Sylke Febrina Laucereno - detikFinance
Kamis, 09 Apr 2020 15:32 WIB
Deputi Gubernur BI Perry Warjiyo.
Foto: Rengga Sancaya
Jakarta -

Gubernur Bank Indonesia (BI) Perry Warjiyo hari ini mengumumkan perkembangan yang ada di pasar keuangan. Salah satunya nilai tukar rupiah terhadap dolar AS.

Dalam video conference, Perry menjelaskan nilai tukar rupiah hari ini tidak hanya bergerak stabil, namun juga mengalami penguatan.

"Dalam beberapa hari ini rupiah terus menguat. Dari pagi awal trading dibuka diperdagangkan Rp 16.200," kata Perry dalam media briefing, melalui video conference, Kamis (9/4/2020).

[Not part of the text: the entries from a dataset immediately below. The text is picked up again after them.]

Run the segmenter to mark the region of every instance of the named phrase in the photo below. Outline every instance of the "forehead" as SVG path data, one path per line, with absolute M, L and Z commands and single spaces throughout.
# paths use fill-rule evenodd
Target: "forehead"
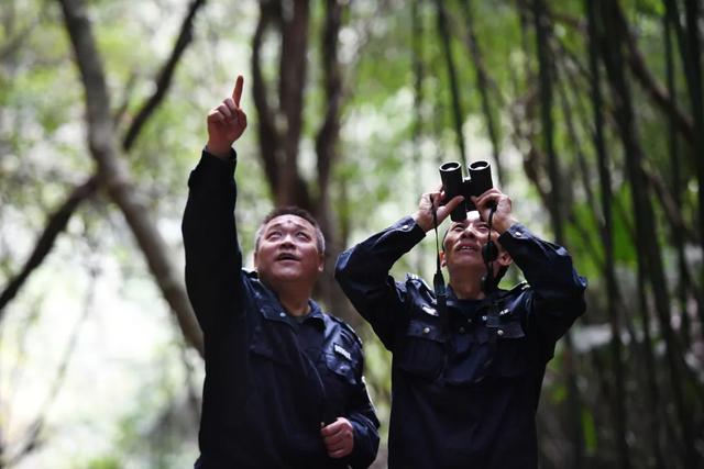
M 306 230 L 306 231 L 316 231 L 314 225 L 306 219 L 301 219 L 298 215 L 285 214 L 278 215 L 275 219 L 272 219 L 264 226 L 264 231 L 268 232 L 270 230 Z

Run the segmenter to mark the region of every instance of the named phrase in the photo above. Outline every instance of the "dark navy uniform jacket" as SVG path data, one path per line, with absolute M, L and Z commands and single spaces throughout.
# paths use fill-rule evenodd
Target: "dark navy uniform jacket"
M 186 286 L 206 353 L 196 467 L 366 468 L 378 421 L 362 379 L 361 343 L 312 301 L 298 324 L 242 270 L 234 167 L 234 152 L 227 161 L 204 152 L 183 222 Z M 320 428 L 338 416 L 354 427 L 354 450 L 331 459 Z
M 337 279 L 393 353 L 389 468 L 536 468 L 536 410 L 556 342 L 585 310 L 564 248 L 515 224 L 499 243 L 527 284 L 490 300 L 448 298 L 388 275 L 425 236 L 411 217 L 343 253 Z

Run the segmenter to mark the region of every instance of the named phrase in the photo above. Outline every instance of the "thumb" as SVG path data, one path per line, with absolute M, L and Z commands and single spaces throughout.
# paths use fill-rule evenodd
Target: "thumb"
M 453 197 L 448 203 L 438 208 L 438 224 L 442 223 L 444 219 L 450 215 L 450 213 L 457 209 L 461 203 L 464 203 L 464 197 L 457 196 Z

Dia mengungkapkan nilai rupiah di broker dan interbank sempat ditransaksikan di level Rp 15.920 per dolar AS. Bahkan dia juga menyampaikan update terbaru jika dolar AS diperjual belikan di level Rp 15.970.

"Alhamdulillah dengan rahmat Allah SWT dengan berbagai ikhtiar kita diberikan rahmat sehingga rupiah bergerak stabil dan menguat," ujarnya.



Perry mengaku optimis ke depan rupiah akan terus bergerak stabil dan cenderung menguat pada akhir tahun. Hal ini karena jika diukur secara fundamental, angka inflasi nasional masih terkendali, defisit transaksi berjalan masih terkendali. Kemudian sebagian risiko di pasar keuangan telah berangsur membaik meskipun masih tinggi.

Dia mengatakan, hal ini juga menunjukkan confidence di pasar keuangan dengan melihat pengambilan kebijakan yang diambil oleh Bank Indonesia, pemerintah, Lembaga Penjamin Simpanan (LPS) dan regulator keuangan.

Selain itu penanganan masalah kesehatan dan pemberian stimulus fiskal juga menjadi salah satu indikator yang baik untuk mendukung sektor perekonomian.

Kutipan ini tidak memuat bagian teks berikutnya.